Minor revision: The notorious "0331" head. Look for milky residue on oil filler cap. I get the other head numbers scrambled, but not the one on my 2000.
The head is a 0630 ,I'm still running all renix electronics ,sensor in the rad and two on the t-stat housing .
It is a open cooling system .
The ac compressor is a conversion ,orignal to the jeep as far as I know .
Ill have to try the high rpms n the drive way test .
I don't have a ir gun ,that ll be on the list of things to get .
T-stat is deffinatly in the right way .
Ill cheack the voltage on the 02 sensor .
Thanks for all of your help so far.
Ill post up some pics in a few so u can see exactly what I have going on that might help.
I can not burp the system using the sensor port in the back of the head beacouse its blocked of . Which is the reason that the sensor is now in the t-stat housing , I did drill holes in the t-stat to help with that tho.
I went with the rad that I have specificaly for the reason that it has the switch housing in the stock location ,same as a renix ,but also had a filler neack to alow me to have a open conversion .
So I might look at getting a aftermarket gauge to make sure I'm getting acurait readings .the coolant has never actual boiled over of came out of the over flow tank .
It was my understanding that the switch came on at 220 and off at 210 for the renix . Gess I was way off on that .
It's really important to have confidence in your gauge, but not too good to have false confidence.

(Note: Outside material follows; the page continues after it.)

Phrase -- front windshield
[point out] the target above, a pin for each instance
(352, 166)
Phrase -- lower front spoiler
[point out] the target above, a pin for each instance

The way I calibrated was to get a buddy with a scanner to read my computer temp, while I swapped in replacement sensors and senders until I could get the computer and gauge to agree. I ended up reusing a Standard sensor that was about 5 degrees warmer than my old stock unit, but went through two Standard senders and an old stock sender, until I finally found a cheapo Autozone Duralast/Wells sender that was almost exactly the same as the sensor. Now I know that when the gauge shows 190 cruising down the highway and 220 at a long red light in the summer, it is telling me the truth.
One other thing with the sender in the tstat housing is that the temperature fluctuations can be really extreme as the tstat opens and closes. The tstat isn't an on-off switch, but instead opens and closes as temperature rises and falls and might not fully open until over 210. Sometimes you see this with temp creep up to 220, rapidly fall to 180 as the tstat reaches fully open position, and then start slowly rising again.